Des outils pédagogiques et pratiques pour une sexualité plus épanouie
Malgré ces constats d’inégalités en matière d’éducation à la sexualité, des solutions concrètes tendent à se développer pour les personnes déficientes visuelles. En France, la création des centres de ressources régionaux « vie intime, affective sexuelle et de soutien à la parentalité des personnes en situation de handicap » est un premier pas vers plus d’autonomie et de sérénité. Le deuxième sera de centraliser et référencer toutes les ressources pédagogiques disponibles sur le territoire pour les mettre à disposition du plus grand nombre de professionnels de santé et de personnes déficientes visuelles. C’est d’ailleurs tout l’enjeu de la plateforme Popaïa.
Ces dernières années, de nombreux projets et initiatives encourageantes ont vu le jour pour rendre la sexualité des déficients visuels plus accessible. Parmi eux, on peut citer :
- Le projet d’étude de Laurie Banos & Célia Cavaillole qui vise à repenser le système de distribution des pilules contraceptives en utilisant un distributeur à roue crantée pour ordonner la prise de comprimés et faciliter leur distribution unitaire avec une description en braille sur le boîtier.
- Des préservatifs adaptés aux personnes aveugles et malvoyantes avec un packaging en braille développés par le laboratoire Terpan et destiné à faciliter leur achat et utilisation.
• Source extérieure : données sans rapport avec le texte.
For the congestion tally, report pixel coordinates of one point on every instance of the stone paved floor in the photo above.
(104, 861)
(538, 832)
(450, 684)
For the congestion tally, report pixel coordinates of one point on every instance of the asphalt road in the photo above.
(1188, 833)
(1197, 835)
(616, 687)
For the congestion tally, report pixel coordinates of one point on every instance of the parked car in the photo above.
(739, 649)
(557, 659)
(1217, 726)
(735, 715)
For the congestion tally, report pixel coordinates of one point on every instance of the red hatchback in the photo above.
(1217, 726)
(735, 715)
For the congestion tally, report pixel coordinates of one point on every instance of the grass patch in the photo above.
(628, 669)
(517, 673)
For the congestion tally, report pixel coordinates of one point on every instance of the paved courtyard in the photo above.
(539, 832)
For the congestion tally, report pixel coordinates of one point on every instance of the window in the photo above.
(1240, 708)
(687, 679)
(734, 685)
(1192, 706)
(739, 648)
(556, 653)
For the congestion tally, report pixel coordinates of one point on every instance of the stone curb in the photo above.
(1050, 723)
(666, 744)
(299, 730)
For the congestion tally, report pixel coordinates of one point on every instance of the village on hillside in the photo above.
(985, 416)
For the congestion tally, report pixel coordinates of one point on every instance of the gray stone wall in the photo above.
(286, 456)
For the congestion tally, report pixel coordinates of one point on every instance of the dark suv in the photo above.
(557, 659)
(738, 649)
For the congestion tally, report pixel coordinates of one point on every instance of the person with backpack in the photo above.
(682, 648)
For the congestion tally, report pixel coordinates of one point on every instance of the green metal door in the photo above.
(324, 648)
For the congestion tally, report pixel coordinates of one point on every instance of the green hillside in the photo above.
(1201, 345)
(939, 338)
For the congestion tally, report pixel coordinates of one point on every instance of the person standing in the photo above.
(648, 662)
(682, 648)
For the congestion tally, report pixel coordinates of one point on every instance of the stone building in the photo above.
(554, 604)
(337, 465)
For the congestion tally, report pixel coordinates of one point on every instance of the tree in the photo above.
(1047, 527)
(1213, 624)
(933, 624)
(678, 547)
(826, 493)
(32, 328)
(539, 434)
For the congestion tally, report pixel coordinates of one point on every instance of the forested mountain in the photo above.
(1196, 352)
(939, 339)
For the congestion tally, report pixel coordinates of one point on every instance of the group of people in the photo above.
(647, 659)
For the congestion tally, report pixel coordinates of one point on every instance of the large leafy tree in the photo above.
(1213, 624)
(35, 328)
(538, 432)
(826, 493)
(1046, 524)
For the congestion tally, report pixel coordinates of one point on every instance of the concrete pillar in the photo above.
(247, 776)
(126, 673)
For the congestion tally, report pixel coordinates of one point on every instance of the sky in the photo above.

- Le projet en cours de Caroline Chabaud et Laetitia Castillan, de l’association « Mes Mains en or » qui vise à rendre accessible l’ouvrage de Anna Roy en braille et en gros caractères, « Tout sur les règles » avec la conception d’un kit pédagogique pour les jeunes filles déficientes visuelles. Une belle initiative qui fait partie d’un projet plus global intitulé « Éduquer pour protéger » dont l’objectif est de développer à grande échelle l’offre de formation et des outils accessibles sur les questions d’éducation à la sexualité pour les jeunes en situation de handicap visuel.
- Un ouvrage créé par la jeune suédoise Nina Lindra qui propose le kamasutra en braille avec des images tactiles permettant de se familiariser avec différentes positions et de varier les plaisirs pour une sexualité plus épanouie.
- Un kit éducatif sur la sexualité des personnes non voyantes créé par la designeuse Karolina Kruszewska sur la sexualité. Il se compose de 13 leçons éducatives très détaillées sous forme de films audio mis en ligne sur YouTube et s’accompagne de figurines imprimées en 3D représentant cinq positions sexuelles, fixées sur un socle où des explications ont été apposées en braille et un QR code a été ajouté renvoyant aux différentes leçons en ligne.
Ces différentes initiatives innovantes et prometteuses ne sont qu’un échantillon des solutions existantes pour repenser et améliorer l’éducation sexuelle et affective des personnes déficientes visuelle. Malheureusement, elles sont bien souvent méconnues. C’est pour cette raison que la plateforme Popaia verra bientôt le jour ! Son objectif est de mettre à la disposition du plus grand nombre des outils ludiques, utiles et efficaces.